A spiritual guide to modern Judaism traces the history of Judaism while offering prayers, ceremonies, and celebrations that take the present-day world into account, from women's equality to changing religious boundaries. 15,000 first printing. Tour.
This is a hard review to write. I *wanted* to like this book. But, in the end, I couldn't. Waskow admits throughout the book that his foe-yet-dancing-partner is post-modernism, that universal acid that destroys everything. In his words, Jews are at a time of crisis as or more intense than any time before. He never states it in such philosophical terms, but it is an existential crisis brought on my epistemological uncertainty. "Who are we? What should we do? Why should I believe you?" In other words, what could have the authority to tell me what to do?
I myself do not have Jewish roots, but I have tried going to synagogue off-and-on for several years now. I go to grad school with many people who are Jewish (by the "mother" rule). Whether they were raised Jewish or not, whether their parents intermarried or not, they have no sense of themselves as Jews and do not feel conflicted about it. The enemy of Jews today is not Christianity or anything like: it is eclectic, relativistic, anti-authoritarian modernity.
And this book does nothing about that. Waskow is really with *HOW* to be a Jew, and he comes up with one of the most relevant, accessible, up-to-date, and thoughtful answers to the question ever.
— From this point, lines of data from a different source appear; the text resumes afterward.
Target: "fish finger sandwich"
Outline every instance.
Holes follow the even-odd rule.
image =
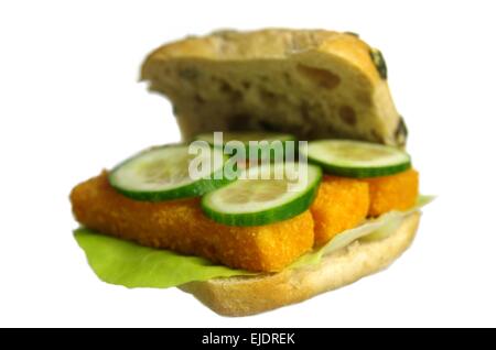
[[[429,198],[384,57],[357,35],[216,32],[159,47],[141,76],[184,142],[73,188],[100,280],[246,316],[353,283],[412,242]]]

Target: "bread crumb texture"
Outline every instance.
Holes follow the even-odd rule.
[[[310,210],[276,223],[226,226],[207,218],[200,198],[159,203],[116,192],[107,173],[77,185],[73,212],[82,225],[142,245],[204,256],[248,271],[277,272],[296,258],[354,228],[368,216],[412,207],[418,173],[368,179],[325,176]]]
[[[419,196],[419,173],[409,171],[363,179],[368,184],[370,208],[368,216],[377,217],[391,210],[411,208]]]
[[[367,217],[368,184],[346,177],[324,176],[315,201],[310,207],[315,221],[315,245],[337,233],[357,227]]]
[[[248,271],[280,271],[313,247],[309,210],[272,225],[226,226],[203,214],[200,198],[129,199],[110,186],[106,173],[77,185],[71,201],[77,221],[101,233]]]

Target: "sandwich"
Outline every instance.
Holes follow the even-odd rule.
[[[431,198],[385,59],[357,34],[190,36],[152,52],[141,77],[172,102],[183,142],[72,190],[100,280],[247,316],[378,272],[412,242]]]

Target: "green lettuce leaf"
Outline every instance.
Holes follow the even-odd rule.
[[[77,229],[74,237],[101,281],[128,288],[166,288],[192,281],[254,274],[215,265],[198,256],[142,247],[86,228]]]
[[[428,205],[433,199],[434,196],[419,196],[416,206],[410,208],[409,210],[389,211],[376,219],[367,220],[356,228],[343,231],[324,245],[298,259],[289,266],[289,269],[316,264],[321,261],[322,256],[345,248],[346,245],[358,239],[366,241],[384,239],[396,231],[403,217],[412,214],[416,210],[419,210],[421,207]]]
[[[288,269],[316,264],[322,256],[344,248],[357,239],[381,239],[395,231],[395,222],[427,205],[433,197],[420,196],[416,207],[408,211],[391,211],[364,225],[346,230],[328,243],[304,254]],[[137,243],[100,234],[86,228],[74,231],[74,237],[86,253],[95,274],[104,282],[128,288],[166,288],[193,281],[256,275],[256,273],[217,265],[198,258],[142,247]]]

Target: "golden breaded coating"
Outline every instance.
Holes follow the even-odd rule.
[[[368,215],[379,216],[391,210],[406,210],[417,203],[419,173],[414,169],[380,177],[363,179],[368,183],[370,208]]]
[[[225,226],[203,214],[200,198],[129,199],[110,186],[105,172],[77,185],[71,201],[76,219],[90,229],[248,271],[280,271],[313,247],[309,210],[272,225]]]
[[[315,245],[365,220],[369,207],[368,185],[364,182],[324,176],[310,207],[315,222]]]

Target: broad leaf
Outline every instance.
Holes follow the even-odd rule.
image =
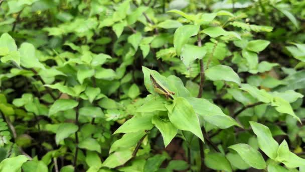
[[[203,141],[199,120],[193,106],[184,98],[178,97],[172,105],[166,105],[169,111],[169,117],[176,128],[189,131]]]
[[[56,144],[75,133],[78,130],[78,126],[73,123],[61,123],[56,131],[55,140]]]
[[[163,137],[164,145],[166,147],[177,133],[177,129],[167,117],[155,116],[151,122],[160,131]]]
[[[180,55],[181,49],[188,42],[189,38],[197,35],[199,30],[199,26],[195,25],[182,26],[176,30],[174,35],[174,47],[177,55]]]
[[[219,64],[213,66],[205,71],[205,75],[212,80],[224,80],[240,84],[238,75],[227,66]]]
[[[54,114],[59,111],[73,109],[78,105],[78,102],[71,99],[59,99],[50,108],[49,115]]]
[[[228,147],[237,152],[249,165],[256,169],[264,169],[266,162],[260,153],[246,144],[239,143]]]
[[[272,159],[277,156],[278,143],[272,138],[269,128],[255,122],[249,122],[253,132],[257,136],[259,148]]]

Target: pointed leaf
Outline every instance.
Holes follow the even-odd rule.
[[[259,148],[272,159],[277,156],[278,143],[274,140],[271,131],[266,126],[253,121],[250,121],[253,132],[257,136]]]
[[[205,71],[205,74],[212,80],[224,80],[240,84],[238,75],[232,68],[227,66],[219,64],[213,66]]]
[[[166,105],[166,107],[174,126],[179,129],[192,132],[203,141],[198,117],[186,99],[178,97],[174,100],[172,105]]]
[[[266,162],[257,150],[249,145],[240,143],[228,147],[237,152],[241,158],[249,165],[256,169],[264,169],[266,167]]]
[[[197,35],[199,31],[199,26],[195,25],[184,25],[177,29],[174,34],[174,47],[177,55],[180,56],[182,47],[188,42],[189,38]]]

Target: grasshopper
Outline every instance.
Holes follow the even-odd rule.
[[[152,82],[154,89],[156,93],[161,95],[164,95],[165,96],[167,99],[168,99],[169,98],[174,99],[173,95],[175,95],[175,93],[168,90],[165,87],[162,85],[161,83],[158,83],[152,73],[150,74],[149,77],[151,82]]]

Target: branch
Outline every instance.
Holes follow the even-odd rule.
[[[135,7],[136,7],[137,8],[139,7],[139,6],[138,6],[137,4],[136,4],[136,2],[134,1],[132,1],[132,3],[133,3],[134,6]],[[148,23],[149,23],[150,24],[151,24],[152,25],[155,25],[155,23],[154,23],[154,22],[152,22],[152,21],[151,20],[150,20],[150,19],[149,19],[149,18],[147,16],[146,13],[145,13],[144,12],[143,13],[143,16],[144,16],[144,17],[146,19],[146,20],[147,20],[147,21]],[[159,34],[159,31],[158,30],[158,28],[155,28],[154,31],[155,31],[155,34],[156,34],[157,35]]]
[[[142,143],[142,142],[143,141],[143,140],[144,140],[144,138],[145,138],[145,137],[146,137],[146,135],[147,134],[145,134],[144,136],[143,136],[143,137],[142,137],[142,138],[141,138],[140,140],[139,140],[139,141],[137,142],[137,143],[136,144],[136,146],[135,146],[135,148],[134,148],[134,150],[133,150],[133,152],[132,152],[132,157],[135,157],[135,155],[136,155],[136,153],[137,153],[137,151],[139,150],[139,149],[140,148],[141,144]]]
[[[78,129],[79,129],[79,124],[78,123],[78,116],[79,116],[79,100],[77,100],[78,102],[78,105],[75,108],[75,124],[76,124],[78,126]],[[78,131],[76,131],[75,132],[75,143],[76,144],[76,149],[75,149],[75,155],[74,155],[74,159],[73,160],[73,166],[74,166],[75,169],[76,169],[76,162],[77,161],[77,154],[78,153],[78,134],[77,134],[77,132]]]
[[[46,84],[46,82],[41,78],[41,77],[40,77],[40,76],[38,74],[38,72],[37,72],[36,70],[34,69],[33,68],[31,68],[30,70],[32,70],[32,71],[33,71],[35,74],[35,75],[38,77],[38,79],[39,79],[39,80],[40,80],[40,81],[43,84],[44,84],[44,85]],[[47,92],[48,92],[48,93],[49,93],[50,94],[51,97],[52,97],[52,98],[53,99],[53,100],[54,101],[56,101],[57,99],[56,97],[52,92],[52,91],[50,89],[50,88],[47,87],[45,87],[45,88],[46,88],[46,90],[47,91]]]
[[[4,115],[4,114],[3,114],[2,113],[0,112],[0,113],[1,114],[1,115],[2,116],[2,118],[3,118],[3,120],[7,123],[7,124],[8,124],[8,125],[10,127],[10,129],[11,130],[11,131],[12,131],[12,133],[13,133],[13,137],[14,138],[14,142],[15,142],[15,140],[16,140],[16,138],[17,137],[17,134],[16,133],[16,130],[15,129],[15,128],[14,127],[14,125],[13,125],[13,124],[12,124],[12,122],[10,120],[10,118],[7,118]],[[13,145],[12,145],[12,147],[13,147]],[[19,149],[19,151],[20,151],[20,152],[21,152],[21,153],[22,153],[22,154],[28,157],[29,158],[29,159],[30,159],[30,160],[32,160],[33,159],[32,158],[32,157],[31,157],[31,156],[29,155],[29,154],[28,154],[28,153],[26,153],[26,152],[25,152],[21,147],[20,147],[19,146],[18,146],[18,149]]]
[[[197,34],[197,44],[199,47],[201,47],[201,38],[200,37],[200,34]],[[199,60],[199,63],[200,64],[200,83],[199,84],[199,92],[198,92],[198,96],[197,98],[201,98],[202,96],[202,91],[203,91],[203,83],[205,80],[205,74],[204,74],[204,66],[203,65],[203,60]]]
[[[237,115],[239,115],[239,114],[240,114],[241,113],[242,113],[242,111],[245,110],[246,109],[247,109],[248,108],[253,107],[254,107],[255,106],[257,106],[257,105],[262,105],[262,104],[264,104],[264,103],[263,103],[263,102],[257,102],[257,103],[255,103],[253,104],[247,105],[247,106],[243,107],[242,108],[240,109],[239,110],[237,111],[237,112],[235,112],[233,115],[232,117],[233,118],[235,118],[235,117]]]

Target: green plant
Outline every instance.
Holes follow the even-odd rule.
[[[303,3],[0,5],[0,171],[304,170]]]

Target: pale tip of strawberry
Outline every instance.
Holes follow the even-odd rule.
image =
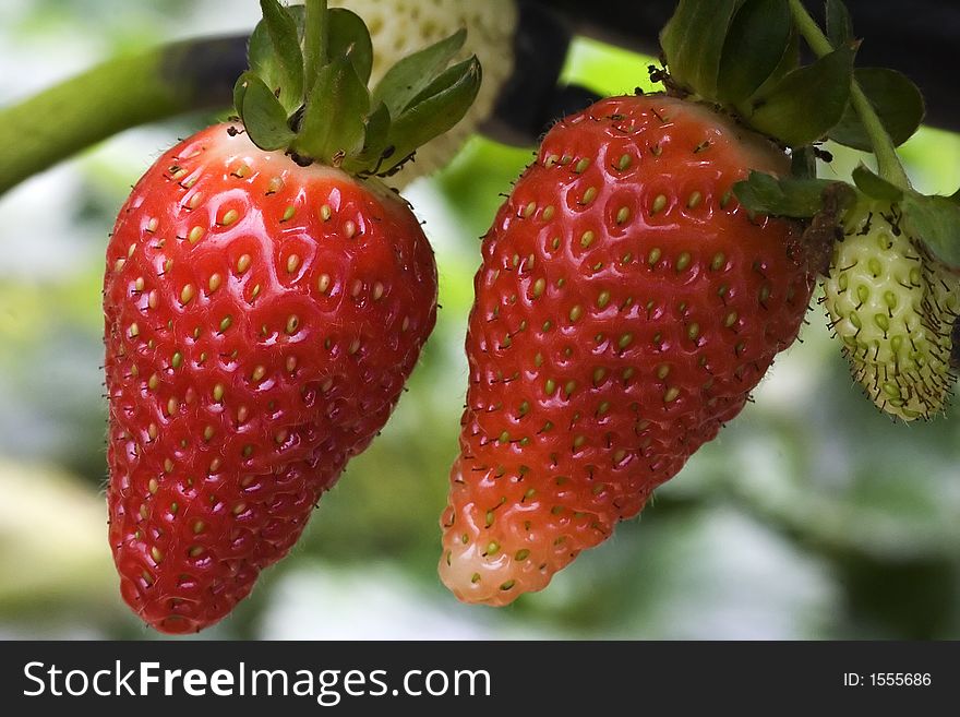
[[[453,485],[460,485],[456,475],[460,470],[459,462],[453,470]],[[473,507],[468,503],[460,510],[447,509],[440,578],[461,602],[502,607],[524,591],[516,582],[516,561],[495,537],[488,535],[490,531],[483,522],[473,519],[475,512],[482,513],[471,510]]]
He knows Judaism of yester-year and the Bible, and what convoluted, complete re-imagining of that identity would be most endearing today. He even presents it in a compassionate, clear way. But very, VERY few people are asking the questions that he is answering.
Most difficult for me is the way he talks about God. God is part of the mythos, just a Jewish version of Hermes or Odin. Why would I orient my life around the mythology of someone whose existence I doubt? Waskow's god may or may not exist, and it would change nothing for him. This is not the kind of motivation people need to maintain culture and language in the face of hedonistic nihilism. This is a well-written book, but it's just excellent whistling in the dark.